The point is we need a nursing profession and a nursing family that can care for the patients to run the NHS. We have, what is it, 500,000 members in the RCN across the four countries. And that family provides and is the backbone of the NHS. Research, development: all of those things do not happen within the health service. Without nurses at the forefront of that, leading those projects, those changes, they are the ones that are there.

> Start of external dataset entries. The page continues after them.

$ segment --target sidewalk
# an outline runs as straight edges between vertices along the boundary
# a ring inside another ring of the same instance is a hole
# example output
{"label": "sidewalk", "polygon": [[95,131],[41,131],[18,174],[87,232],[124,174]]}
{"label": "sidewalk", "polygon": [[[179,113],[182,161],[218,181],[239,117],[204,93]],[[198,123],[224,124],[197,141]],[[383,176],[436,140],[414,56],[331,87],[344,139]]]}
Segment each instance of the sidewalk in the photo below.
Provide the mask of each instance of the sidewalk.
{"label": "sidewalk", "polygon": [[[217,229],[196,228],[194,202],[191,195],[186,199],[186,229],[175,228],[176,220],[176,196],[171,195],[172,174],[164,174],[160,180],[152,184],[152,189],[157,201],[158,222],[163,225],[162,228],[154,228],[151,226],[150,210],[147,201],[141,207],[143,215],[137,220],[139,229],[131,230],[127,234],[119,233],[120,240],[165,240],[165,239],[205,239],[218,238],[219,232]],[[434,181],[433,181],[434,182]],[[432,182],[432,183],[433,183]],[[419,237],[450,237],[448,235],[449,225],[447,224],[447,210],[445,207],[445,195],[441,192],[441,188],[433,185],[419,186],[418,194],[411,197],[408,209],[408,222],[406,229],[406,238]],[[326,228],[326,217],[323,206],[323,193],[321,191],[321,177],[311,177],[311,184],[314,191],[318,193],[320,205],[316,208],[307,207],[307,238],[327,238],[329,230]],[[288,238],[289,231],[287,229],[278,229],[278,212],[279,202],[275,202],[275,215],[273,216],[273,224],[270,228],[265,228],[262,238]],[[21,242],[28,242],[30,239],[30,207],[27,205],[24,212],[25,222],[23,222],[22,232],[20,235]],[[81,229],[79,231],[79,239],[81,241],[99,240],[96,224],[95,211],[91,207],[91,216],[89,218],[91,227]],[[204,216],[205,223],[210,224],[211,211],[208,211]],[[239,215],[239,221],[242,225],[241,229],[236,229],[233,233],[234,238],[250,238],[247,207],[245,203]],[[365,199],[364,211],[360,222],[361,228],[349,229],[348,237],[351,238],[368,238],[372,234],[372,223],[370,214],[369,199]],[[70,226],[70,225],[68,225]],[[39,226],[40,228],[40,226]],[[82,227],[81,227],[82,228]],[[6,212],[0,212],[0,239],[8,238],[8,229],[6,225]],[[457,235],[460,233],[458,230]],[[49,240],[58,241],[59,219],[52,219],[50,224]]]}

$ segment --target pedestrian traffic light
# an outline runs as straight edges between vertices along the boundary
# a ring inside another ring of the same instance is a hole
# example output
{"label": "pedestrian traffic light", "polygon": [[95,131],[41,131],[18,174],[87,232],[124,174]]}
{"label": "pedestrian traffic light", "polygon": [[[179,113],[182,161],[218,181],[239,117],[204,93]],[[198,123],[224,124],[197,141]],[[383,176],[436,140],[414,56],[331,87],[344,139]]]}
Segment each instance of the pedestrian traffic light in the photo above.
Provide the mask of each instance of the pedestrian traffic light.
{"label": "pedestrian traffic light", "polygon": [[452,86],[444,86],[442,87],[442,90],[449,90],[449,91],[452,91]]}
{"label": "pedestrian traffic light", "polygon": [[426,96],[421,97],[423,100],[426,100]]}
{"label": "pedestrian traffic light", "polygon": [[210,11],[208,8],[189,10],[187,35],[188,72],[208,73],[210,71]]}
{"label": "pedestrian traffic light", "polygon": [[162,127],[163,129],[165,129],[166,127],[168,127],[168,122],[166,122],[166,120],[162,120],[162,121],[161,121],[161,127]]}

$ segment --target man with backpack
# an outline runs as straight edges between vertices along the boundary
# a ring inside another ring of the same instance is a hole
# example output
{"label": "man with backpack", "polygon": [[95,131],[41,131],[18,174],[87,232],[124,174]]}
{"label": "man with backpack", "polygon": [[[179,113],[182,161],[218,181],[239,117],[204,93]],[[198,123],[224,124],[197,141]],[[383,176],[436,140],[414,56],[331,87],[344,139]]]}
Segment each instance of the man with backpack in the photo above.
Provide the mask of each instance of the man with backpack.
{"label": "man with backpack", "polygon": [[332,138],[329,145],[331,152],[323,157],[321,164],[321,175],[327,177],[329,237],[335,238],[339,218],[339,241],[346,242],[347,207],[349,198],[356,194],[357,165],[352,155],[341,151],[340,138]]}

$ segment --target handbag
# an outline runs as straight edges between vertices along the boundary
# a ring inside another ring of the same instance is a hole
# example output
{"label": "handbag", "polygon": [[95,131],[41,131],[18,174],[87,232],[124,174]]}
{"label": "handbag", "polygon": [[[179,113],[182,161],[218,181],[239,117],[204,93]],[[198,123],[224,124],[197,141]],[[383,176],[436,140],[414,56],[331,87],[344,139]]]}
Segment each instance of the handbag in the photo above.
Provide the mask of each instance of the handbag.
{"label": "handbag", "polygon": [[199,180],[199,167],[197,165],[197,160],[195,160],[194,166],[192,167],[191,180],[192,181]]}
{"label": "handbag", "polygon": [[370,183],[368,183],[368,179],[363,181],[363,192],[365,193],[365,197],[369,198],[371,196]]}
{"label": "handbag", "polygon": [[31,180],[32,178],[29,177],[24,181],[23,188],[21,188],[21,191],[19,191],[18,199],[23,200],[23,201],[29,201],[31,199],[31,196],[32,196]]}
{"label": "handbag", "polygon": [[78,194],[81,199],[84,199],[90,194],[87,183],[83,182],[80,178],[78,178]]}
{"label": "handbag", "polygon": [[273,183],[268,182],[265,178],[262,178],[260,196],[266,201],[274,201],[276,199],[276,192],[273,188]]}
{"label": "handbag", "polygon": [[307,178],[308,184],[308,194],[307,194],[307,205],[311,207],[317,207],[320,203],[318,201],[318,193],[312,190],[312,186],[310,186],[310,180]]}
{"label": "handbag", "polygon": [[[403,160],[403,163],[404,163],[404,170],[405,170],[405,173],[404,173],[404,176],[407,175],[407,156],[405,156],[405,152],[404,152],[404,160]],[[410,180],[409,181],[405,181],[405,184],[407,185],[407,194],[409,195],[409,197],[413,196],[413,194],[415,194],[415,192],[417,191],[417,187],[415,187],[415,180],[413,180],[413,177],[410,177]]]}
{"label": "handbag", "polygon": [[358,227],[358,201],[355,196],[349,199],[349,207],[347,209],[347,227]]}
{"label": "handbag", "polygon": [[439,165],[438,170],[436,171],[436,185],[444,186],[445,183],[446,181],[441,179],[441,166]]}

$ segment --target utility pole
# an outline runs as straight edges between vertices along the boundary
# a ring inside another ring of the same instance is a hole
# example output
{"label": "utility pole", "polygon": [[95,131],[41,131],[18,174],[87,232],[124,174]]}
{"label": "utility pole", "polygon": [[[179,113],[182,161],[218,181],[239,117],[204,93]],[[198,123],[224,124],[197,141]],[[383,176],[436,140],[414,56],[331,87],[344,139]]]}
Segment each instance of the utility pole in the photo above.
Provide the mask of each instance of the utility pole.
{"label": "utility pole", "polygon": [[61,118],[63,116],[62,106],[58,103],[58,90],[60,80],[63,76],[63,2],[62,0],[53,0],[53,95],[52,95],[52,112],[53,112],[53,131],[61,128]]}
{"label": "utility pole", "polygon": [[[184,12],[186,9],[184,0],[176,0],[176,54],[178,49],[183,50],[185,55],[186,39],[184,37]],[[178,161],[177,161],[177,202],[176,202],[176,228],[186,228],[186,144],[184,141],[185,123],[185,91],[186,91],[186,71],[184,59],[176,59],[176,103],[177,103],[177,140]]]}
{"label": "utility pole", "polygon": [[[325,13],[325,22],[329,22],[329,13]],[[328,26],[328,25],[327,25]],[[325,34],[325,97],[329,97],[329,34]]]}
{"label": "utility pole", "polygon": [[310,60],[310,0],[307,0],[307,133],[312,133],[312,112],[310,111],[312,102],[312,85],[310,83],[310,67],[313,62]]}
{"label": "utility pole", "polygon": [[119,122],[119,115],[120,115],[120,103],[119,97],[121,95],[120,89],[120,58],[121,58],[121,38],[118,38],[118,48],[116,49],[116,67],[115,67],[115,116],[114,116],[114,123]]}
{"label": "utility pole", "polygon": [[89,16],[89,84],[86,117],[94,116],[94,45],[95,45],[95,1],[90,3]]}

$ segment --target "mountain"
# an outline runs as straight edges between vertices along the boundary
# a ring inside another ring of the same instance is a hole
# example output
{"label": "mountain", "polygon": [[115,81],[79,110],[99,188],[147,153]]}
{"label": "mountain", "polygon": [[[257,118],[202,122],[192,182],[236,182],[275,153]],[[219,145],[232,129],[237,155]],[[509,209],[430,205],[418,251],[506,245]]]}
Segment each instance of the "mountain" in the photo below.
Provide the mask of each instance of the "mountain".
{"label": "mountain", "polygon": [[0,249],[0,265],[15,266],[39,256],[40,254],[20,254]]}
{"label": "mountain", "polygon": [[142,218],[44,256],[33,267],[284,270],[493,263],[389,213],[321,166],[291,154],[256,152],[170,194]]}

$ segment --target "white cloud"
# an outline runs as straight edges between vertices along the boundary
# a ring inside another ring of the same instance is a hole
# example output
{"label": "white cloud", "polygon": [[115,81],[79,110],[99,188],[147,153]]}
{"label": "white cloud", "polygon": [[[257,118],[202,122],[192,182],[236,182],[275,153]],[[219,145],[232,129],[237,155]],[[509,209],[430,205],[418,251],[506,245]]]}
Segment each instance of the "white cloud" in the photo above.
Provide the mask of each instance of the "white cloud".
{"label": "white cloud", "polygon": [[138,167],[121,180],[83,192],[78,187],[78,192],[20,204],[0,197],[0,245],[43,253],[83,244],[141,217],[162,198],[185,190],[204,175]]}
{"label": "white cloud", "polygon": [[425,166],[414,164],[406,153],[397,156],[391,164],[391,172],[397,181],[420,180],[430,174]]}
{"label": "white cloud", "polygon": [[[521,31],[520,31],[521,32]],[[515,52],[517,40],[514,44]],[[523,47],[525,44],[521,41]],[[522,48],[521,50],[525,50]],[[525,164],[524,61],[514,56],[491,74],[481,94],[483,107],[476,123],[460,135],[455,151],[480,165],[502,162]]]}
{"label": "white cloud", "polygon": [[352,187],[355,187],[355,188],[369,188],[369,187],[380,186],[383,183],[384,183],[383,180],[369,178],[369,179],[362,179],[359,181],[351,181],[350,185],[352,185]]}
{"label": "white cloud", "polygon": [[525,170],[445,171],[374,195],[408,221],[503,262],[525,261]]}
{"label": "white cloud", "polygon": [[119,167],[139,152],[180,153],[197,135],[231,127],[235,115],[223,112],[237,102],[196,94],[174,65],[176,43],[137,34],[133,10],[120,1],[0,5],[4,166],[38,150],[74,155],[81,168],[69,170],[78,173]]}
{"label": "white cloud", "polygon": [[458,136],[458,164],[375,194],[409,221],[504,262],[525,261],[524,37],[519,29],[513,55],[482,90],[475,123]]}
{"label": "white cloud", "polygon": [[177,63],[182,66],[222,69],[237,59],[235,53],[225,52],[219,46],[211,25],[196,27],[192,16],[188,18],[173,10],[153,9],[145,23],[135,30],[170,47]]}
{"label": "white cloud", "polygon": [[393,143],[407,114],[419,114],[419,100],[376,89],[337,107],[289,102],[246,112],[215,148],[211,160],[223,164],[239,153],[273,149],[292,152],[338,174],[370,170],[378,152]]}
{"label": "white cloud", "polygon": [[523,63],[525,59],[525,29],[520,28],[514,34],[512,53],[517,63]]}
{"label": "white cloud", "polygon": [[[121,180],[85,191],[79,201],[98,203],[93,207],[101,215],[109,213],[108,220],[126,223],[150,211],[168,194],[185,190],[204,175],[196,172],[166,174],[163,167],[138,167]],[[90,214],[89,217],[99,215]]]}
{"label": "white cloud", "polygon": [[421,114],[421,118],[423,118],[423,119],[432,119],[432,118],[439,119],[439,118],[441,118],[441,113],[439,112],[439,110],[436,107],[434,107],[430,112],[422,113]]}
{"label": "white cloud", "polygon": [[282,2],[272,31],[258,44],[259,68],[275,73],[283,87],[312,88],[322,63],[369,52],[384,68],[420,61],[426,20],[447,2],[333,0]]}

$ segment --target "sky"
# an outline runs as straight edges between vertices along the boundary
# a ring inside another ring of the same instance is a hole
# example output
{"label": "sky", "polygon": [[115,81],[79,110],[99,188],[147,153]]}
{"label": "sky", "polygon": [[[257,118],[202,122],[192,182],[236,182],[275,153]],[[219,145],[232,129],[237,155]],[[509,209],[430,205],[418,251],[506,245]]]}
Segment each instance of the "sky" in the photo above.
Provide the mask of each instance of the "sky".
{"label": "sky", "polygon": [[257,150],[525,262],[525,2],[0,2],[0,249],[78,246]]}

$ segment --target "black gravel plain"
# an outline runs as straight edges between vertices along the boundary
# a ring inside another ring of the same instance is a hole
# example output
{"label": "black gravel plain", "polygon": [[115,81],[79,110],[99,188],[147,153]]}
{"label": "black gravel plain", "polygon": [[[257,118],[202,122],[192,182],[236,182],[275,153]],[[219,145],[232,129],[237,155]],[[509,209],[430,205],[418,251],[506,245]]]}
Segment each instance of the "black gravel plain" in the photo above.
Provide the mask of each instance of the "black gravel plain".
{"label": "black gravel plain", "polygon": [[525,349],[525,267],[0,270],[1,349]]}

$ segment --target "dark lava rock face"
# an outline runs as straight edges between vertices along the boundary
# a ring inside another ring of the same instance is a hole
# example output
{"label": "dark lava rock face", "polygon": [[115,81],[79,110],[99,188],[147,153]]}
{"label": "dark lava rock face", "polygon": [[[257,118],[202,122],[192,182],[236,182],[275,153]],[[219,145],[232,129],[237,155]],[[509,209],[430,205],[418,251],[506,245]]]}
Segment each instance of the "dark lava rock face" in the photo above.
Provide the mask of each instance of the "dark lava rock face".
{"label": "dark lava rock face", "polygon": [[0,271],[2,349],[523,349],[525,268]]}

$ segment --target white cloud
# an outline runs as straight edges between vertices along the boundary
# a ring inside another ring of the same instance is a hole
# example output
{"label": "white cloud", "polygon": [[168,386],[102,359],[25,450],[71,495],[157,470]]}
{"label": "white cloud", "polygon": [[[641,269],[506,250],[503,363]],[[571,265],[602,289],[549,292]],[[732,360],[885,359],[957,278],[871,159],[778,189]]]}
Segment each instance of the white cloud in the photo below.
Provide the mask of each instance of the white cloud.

And without us, the NHS will not function. And we see that from our patients as well. We do this for our patients and that was the way that we were able to motivate our members is reminding our members if we do nothing. Yes, we went out on strike three years ago, but in England and Scotland and Wales is the first time the RCNs ever went out, and it’s 110-year history. The reason for that is nurses do not want to put extra strain on the system in any way. But we know, I know, that there’s no other option.

PBP

No. What you guys are doing today is caring– just as much as being in there.

Simon Higgs

They have to listen. We cannot have an NHS without a proper funded service.

Ruth Thompson

The other thing, the important point to make that we haven’t really made very much is we are a very specialized, highly skilled workforce. That has evolved constantly over the years. And nurses always stepped up to the mark. There’s no nurse here you’ll be who hasn’t done postgrad education. So not only are we a graduate profession, but people are constantly doing courses and they could be going and doing courses, they’ll do degrees, they’ll do specialist courses, they’ll do masters and maybe never go another grade above what they’re working on. I don’t know any other profession where that would happen, where you wouldn’t be rewarded for continuing your education. But nurses have always embraced that. They’ve always continued to take on specialist, advanced roles, taken on roles that other professions did. But it’s just a breaking point now.

Gail Young

In Northern Ireland we have the highest number of nurses who retire at a Band 5. They want us to be professional, but they don’t pay us as professionals.

PBP

That affects your entire retirement as well.

Gail Young

It does indeed.

PBP

I just want to say thank you very much for the interview and best of luck with this.

RCN strikers and reps Gail Young (left), Simon Higgs (centre), Ruth Thompson (right).
Some of the striking picketers at Ulster Hospital.
The strike picket at Dundonald with People Before Profit supporting.